Environnement
“Nous allons résolument dans le bon sens”

Nos efforts en matière de développement durable (Union européenne, Chine, …) ne sont-ils pas pratiquement vains devant la hausse gigantesque de la consommation de matières premières et par là de rejets de pays comme la Chine ou l'Inde qui affichent une croissance à deux chiffres?
Voilà précisément le grand défi qui nous attend dès cette année. Nous allons nous rencontrer en décembre 2009 à Copenhague pour prendre des décisions concrètes, tous ensemble. Et nous aurons une vraie dynamique américaine, finalement ; cela change tout. On a déjà senti à Poznan que tout le monde attendait cette nouvelle dynamique américaine en matière d'environnement. La Chine, quant à elle, a fait pour la première fois des propositions concrètes, suivie par l'Indonésie et l'Australie. Je suis très optimiste et convaincu que ce sommet sera constructif. Nous n'allons plus nous borner à considérer ce que nous ne pouvons pas faire mais voir tous ensemble ce que l'on a envie de faire. Je ne peux m'empêcher de repenser à la formule du Président Kirchner au sommet de Buenos Aires, en 2004, qui reste et restera d'actualité: “Chaque être humain a une somme X de tonnes de CO2 par an à sa disposition”. C'est le seul modèle équitable et viable, selon moi. Et le constat est accablant: alors qu'un Américain consomme plus ou moins 25 tonnes de CO2 par an , un Malien, lui, n'en consomme même pas une. Il y a là un déséquilibre total.

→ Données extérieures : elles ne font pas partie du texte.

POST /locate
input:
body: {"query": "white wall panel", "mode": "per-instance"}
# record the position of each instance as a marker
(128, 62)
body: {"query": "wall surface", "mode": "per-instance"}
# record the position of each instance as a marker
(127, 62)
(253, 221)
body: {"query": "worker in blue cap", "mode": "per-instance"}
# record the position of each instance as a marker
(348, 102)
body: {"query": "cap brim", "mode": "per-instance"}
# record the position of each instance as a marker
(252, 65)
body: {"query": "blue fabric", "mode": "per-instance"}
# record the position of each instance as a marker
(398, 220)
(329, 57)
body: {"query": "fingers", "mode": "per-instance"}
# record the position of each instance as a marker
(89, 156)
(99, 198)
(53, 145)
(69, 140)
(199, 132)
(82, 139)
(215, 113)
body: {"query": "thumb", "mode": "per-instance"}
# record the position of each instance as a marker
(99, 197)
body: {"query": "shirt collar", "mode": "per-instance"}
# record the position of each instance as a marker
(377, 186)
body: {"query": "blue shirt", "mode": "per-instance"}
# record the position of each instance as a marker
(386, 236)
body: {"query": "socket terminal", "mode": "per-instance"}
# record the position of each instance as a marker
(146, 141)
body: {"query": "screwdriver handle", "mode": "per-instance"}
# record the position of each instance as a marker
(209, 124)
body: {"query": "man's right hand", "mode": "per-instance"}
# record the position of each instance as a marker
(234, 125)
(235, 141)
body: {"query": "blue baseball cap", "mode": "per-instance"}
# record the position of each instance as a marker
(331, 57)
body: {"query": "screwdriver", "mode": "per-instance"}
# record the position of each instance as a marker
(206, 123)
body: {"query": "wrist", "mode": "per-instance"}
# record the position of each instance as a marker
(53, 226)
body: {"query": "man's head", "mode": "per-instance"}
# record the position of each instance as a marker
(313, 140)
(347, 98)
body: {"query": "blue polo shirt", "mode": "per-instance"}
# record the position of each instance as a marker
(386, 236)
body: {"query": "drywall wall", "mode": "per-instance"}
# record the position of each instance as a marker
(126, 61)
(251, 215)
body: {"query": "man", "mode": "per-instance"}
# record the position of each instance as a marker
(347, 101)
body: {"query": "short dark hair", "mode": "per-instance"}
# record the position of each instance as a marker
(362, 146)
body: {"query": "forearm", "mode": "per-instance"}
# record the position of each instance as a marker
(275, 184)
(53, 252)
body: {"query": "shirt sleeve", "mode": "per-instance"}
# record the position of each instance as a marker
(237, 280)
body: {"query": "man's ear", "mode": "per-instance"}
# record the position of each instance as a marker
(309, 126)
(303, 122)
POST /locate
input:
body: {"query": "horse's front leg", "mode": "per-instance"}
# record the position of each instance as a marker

Dès lors, nous autres, pays industrialisés arrogants, qui avons pollué la planète pendant des décennies, n'avons de leçons à donner à personne. Comment pourrions-nous aujourd'hui leur dire: “Vous n'avez pas le droit de vous développer, vous n'avez pas le droit d'acheter de voitures”. Et le fait d'avoir aujourd'hui enfin un président américain qui adopte le même langage et ne se contente pas de regarder le monde à travers le prisme de pétrodollars est tout simplement un vrai “moment de bonheur” pour moi qui ai eu la chance de participer à de nombreux sommets sur l'environnement .
… A propos d'Obama, précisément, ne pensez-vous pas que s'il ne fait aucun doute que la “forme” changera, le “fond”, lui, risque bien de demeurer inchangé, lobbys obligent, par exemple?
Clinton affirmait que “l'économique prime le politique”. Or, avec la débâcle de la crise économique, tous ceux qui nous ont dit qu'il faut plus de dérégulation se sont fourrés le doigt dans l'oeil…jusqu'au coude. Avec Obama, nul doute que le politique primera sur l'économique, et ce, très certainement pendant un bout de temps. Nul doute que l'Administration Obama saura profiter de la démythification de ces thèses ultra-libéralistes et faire preuve de pragmatisme. Il suffit de regarder la composition de son gouvernement pour s'en convaincre, de même que la myriade de spécialistes appelés en grand renfort, notamment en matière environnementale. Bien évidemment, les lobbys américains sont et demeureront puissants, il ne faut pas se faire d'illusions. Mais Barack Obama a une bonne vision des problèmes de société et possède une sensibilité humaine particulière qui profitera à tous.